Efficiency is a problem but storage is the elephant in the room. Solar power only works during bright days, so how do we power our cities through the dark times? To be effective, solar panels, coatings or shaders will need to be paired with a solar battery. Most successful solar storage batteries operate on a much smaller scale than needed to run an office building or an entire city. The problem with large-scale storage is seasonality. Peak electricity production rarely coincides with peak electricity demand. Peak demand often comes on the coldest, darkest days, using many more times the energy than can be supplied. Fossil fuels typically fill the gap. So to power cities with renewable, intermittent energy like solar or wind, you’d have to generate and store energy to meet the peak demand. That demand could exceed the total energy generated for days, even weeks. Creating that many batteries and a system to produce that much renewable energy is a tall order. Even if it were possible or affordable, the return on investment would be negligible because peak demand only happens a few times a year.
Battery technology is also rapidly advancing, driven in large part by Tesla. CEO Elon Musk has predicted energy storage costs to fall below $100 per kWh thanks to engineering and production methods at the company’s Gigafacotries. While that number would represent significant progress from the current $600 per kWh range, it will need to be far lower for commercial applications. Even at $100 per kWh, it would still cost nearly $17,000 for a battery large enough to power a single home monthly. Mechanical methods of large-scale energy storage, like pumping water uphill during the day and letting it flow downhill for hydroelectricity at night have been theorized but few have been tested at any serious scale. Until storage can be scaled, most uses of solar power are supplemental, saving money on the margins by off-setting grid demand.
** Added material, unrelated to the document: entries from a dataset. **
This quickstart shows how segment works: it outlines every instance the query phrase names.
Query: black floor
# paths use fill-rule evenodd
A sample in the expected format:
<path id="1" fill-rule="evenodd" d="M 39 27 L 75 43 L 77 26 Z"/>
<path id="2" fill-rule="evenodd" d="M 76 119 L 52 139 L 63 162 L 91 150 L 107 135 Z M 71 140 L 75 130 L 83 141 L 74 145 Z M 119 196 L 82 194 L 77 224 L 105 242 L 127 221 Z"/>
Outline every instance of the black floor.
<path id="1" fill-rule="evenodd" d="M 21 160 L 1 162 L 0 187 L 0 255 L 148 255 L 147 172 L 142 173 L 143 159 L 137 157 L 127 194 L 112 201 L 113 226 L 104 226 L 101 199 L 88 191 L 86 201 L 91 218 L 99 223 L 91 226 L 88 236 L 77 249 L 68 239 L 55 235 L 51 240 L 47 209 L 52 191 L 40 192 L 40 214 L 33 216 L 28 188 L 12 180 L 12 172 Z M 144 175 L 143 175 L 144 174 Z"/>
What’s clear is solar technology is rapidly advancing on all fronts. Traditional solar panels are becoming more efficient. Coatings, films, paints, shaders, and new forms of glass itself are being developed to harness the immense potential of solar power. We have the technology, right now the focus is on a race for large-scale commercial viability. The potential to turn any surface into a solar panel is revolutionary. Replacing every window won’t be possible. Technology that can be retrofitted onto the billions of square feet of the existing building stock can change the way to think about energy production. Major challenges remain, particularly regarding storage, but progress is being improved by leaps and bounds. Renewable energy generation and storage at scale will unlock a new paradigm of electricity and its relation to the built environment but getting there will not be easy.